Executing the Teradata Aster Spark Queen Installation/Configuration Script - Aster Analytics

Teradata AsterĀ® Spark Connector User Guide

Product
Aster Analytics
Release Number
7.00.00.01
Published
May 2017
Language
English (United States)
Last Update
2018-04-13
dita:mapPath
dbt1482959363906.ditamap
dita:ditavalPath
Generic_no_ie_no_tempfilter.ditaval
dita:id
dbt1482959363906
lifecycle
previous
Product Category
Software

The configureAsterSpark script generated the installation/configuration script AsterSpark_queen_host_name_queen.sh, which installs and configures the files that allow Aster Database nodes to use the RunOnSpark function to query the Hadoop/Spark cluster.

The AsterSpark_queen_host_name_hadoop.sh is idempotent: rerunning it does not duplicate previous work. If an item to create or copy already exists, the script reports this fact and continues.
  1. On the queen node, run the script:
    ./AsterSpark_queen_host_name_queen.sh
    The script:
    1. Gives Aster Database vworkers OpenSSH access to the Hadoop Spark name node.

      The vworkers run RunOnSpark queries as the user extensibility.
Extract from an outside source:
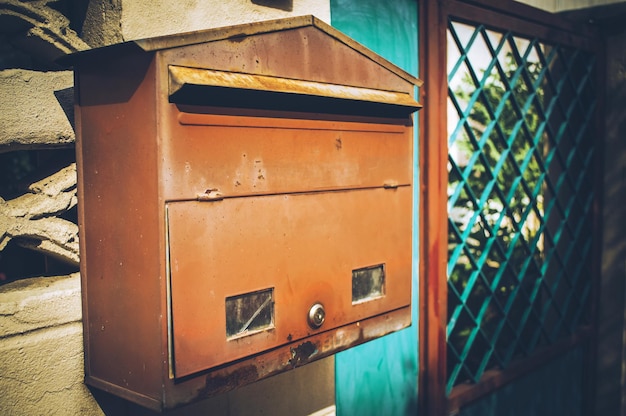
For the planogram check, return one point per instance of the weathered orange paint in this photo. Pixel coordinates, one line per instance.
(196, 186)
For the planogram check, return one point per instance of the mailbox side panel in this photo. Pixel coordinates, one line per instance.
(120, 225)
To secure the IDENTITYFILE, the script transfers its ownership to the user extensibility. The permission settings of the IDENTITYFILE limit access to its owner.

    2. Copies Hadoop configuration files from the Hadoop Spark name node to the vworkers.
    3. If necessary, copies the Hadoop jar files from the Hadoop Spark name node to the vworkers.
      Hadoop Distribution Hadoop jar files in sqlh-supplied directory
      HDP2.3 /home/beehive/partner/hadoop/HDP2.3
      HDP2.1 /home/beehive/partner/hadoop/HDP2.1
      HDP1.3.2 /home/beehive/partner/hadoop/HDP1.3.2

      This step is unnecessary for HDP Hadoop distros supported by Aster SQL-H, which provides the required Hadoop jar files.

    4. Copies Spark client files from the Hadoop Spark name node to the vworkers.
    5. Copies Spark client configuration from the Hadoop Spark name node to the vworkers.
    6. Creates four spark.config identifiers.

      Hortonworks and Cloudera Spark can use all four spark.config identifiers in RunOnSpark queries.

    7. Installs RunOnSpark.zip.
    8. Tests the four spark.config identifiers on a schema that it creates and populates (and after the test, drops that schema).